20 “La idea de sociedad no era solamente la construcción de un objeto de estudio en particular, era también una representación colectiva y una filosofía social esforzándose para describir el orden social en un momento en el cual el mundo estaba asistiendo el auge de la revolución industrial, de la revolución democrática, y de la formación de los estados-naciones modernos. La idea de sociedad fue la respuesta brindad por los sociólogos frente a todas estas mutaciones, fue también la manera de reformular las viejas cuestiones concernientes a la acción, el orden y el cambio. La sociología “inventó” la idea de sociedad “frente” a las teologías del siglo clásico, “frente” a las respuestas imbuidas por la idea del contrato del Siglo de las Luces, y “frente” a las respuestas comunitarias de los pensadores contrarrevolucionarios” (Nisbet, citado en Dubet y Martuccelli, 2000, p. 12).

21 “Jeremy Seabrook recuerda a sus lectores que “el secreto de la sociedad actual reside en el desarrollo de una sensación subjetiva de insuficiencia artificialmente creada, ya que nada podría ser más amenazador para sus principios fundacionales que el hecho de que la gente se declarase satisfecha con lo que posee” (…) Esto ya no es así. Lo único que importa es lo que uno puede hacer, no lo que se debe hacer ni lo que se ha hecho” (Bauman, 2001, p. 124-125).

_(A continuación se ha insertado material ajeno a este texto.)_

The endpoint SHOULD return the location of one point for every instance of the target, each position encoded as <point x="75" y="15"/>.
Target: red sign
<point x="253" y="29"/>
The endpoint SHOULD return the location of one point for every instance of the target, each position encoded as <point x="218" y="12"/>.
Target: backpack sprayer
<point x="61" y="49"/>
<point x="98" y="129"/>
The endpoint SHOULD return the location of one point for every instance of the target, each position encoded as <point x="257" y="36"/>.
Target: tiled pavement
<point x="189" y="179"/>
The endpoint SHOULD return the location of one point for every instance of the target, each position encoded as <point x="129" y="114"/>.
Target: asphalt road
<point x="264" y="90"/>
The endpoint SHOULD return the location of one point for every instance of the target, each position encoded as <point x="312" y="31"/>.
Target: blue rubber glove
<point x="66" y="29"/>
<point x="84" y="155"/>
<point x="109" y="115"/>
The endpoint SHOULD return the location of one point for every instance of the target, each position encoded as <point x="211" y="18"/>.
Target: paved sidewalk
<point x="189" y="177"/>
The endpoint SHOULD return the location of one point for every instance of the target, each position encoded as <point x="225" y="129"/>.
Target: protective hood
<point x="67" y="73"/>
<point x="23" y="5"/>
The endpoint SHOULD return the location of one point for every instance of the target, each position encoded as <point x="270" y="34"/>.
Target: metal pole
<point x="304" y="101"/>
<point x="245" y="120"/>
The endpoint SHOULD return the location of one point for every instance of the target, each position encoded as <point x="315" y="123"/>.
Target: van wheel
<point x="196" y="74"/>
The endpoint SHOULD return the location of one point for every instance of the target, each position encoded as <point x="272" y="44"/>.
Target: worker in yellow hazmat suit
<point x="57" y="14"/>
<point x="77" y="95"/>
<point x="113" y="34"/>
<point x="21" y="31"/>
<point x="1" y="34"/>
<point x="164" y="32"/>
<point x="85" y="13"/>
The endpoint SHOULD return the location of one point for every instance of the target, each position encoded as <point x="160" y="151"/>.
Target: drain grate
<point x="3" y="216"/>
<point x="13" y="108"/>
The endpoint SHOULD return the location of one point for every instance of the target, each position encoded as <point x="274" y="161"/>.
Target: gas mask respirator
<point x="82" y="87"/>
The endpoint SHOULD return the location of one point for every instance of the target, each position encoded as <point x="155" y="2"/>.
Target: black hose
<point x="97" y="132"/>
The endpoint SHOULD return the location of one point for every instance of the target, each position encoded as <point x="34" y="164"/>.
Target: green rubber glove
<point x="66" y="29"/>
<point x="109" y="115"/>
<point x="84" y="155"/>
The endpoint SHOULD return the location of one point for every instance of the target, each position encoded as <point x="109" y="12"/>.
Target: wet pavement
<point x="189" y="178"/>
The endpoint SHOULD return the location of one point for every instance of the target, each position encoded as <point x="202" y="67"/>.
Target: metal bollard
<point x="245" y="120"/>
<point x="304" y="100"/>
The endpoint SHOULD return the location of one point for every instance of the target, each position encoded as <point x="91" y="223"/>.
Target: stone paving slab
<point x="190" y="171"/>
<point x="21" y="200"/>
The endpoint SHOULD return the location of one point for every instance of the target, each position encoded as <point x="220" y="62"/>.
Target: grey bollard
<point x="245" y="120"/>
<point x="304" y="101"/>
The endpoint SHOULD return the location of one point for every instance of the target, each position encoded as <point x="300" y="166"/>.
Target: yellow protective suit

22 La propuesta inicial de Giménez (1997) “es situar la problemática de la identidad en la intersección de una teoría de la cultura y de una teoría de los actores sociales. O más precisamente, concebir la identidad como elemento de una teoría de la cultura distintivamente internalizada como “habitus” (Bourdieu, 1979, p. 3-6) o como “representaciones sociales” (Abric, 1994, p. l6) por los actores sociales, sean estos individuales o colectivos. De este modo, la identidad no sería más que el lado subjetivo de la cultura considerada bajo el ángulo de su función distintiva” (p. 10-11).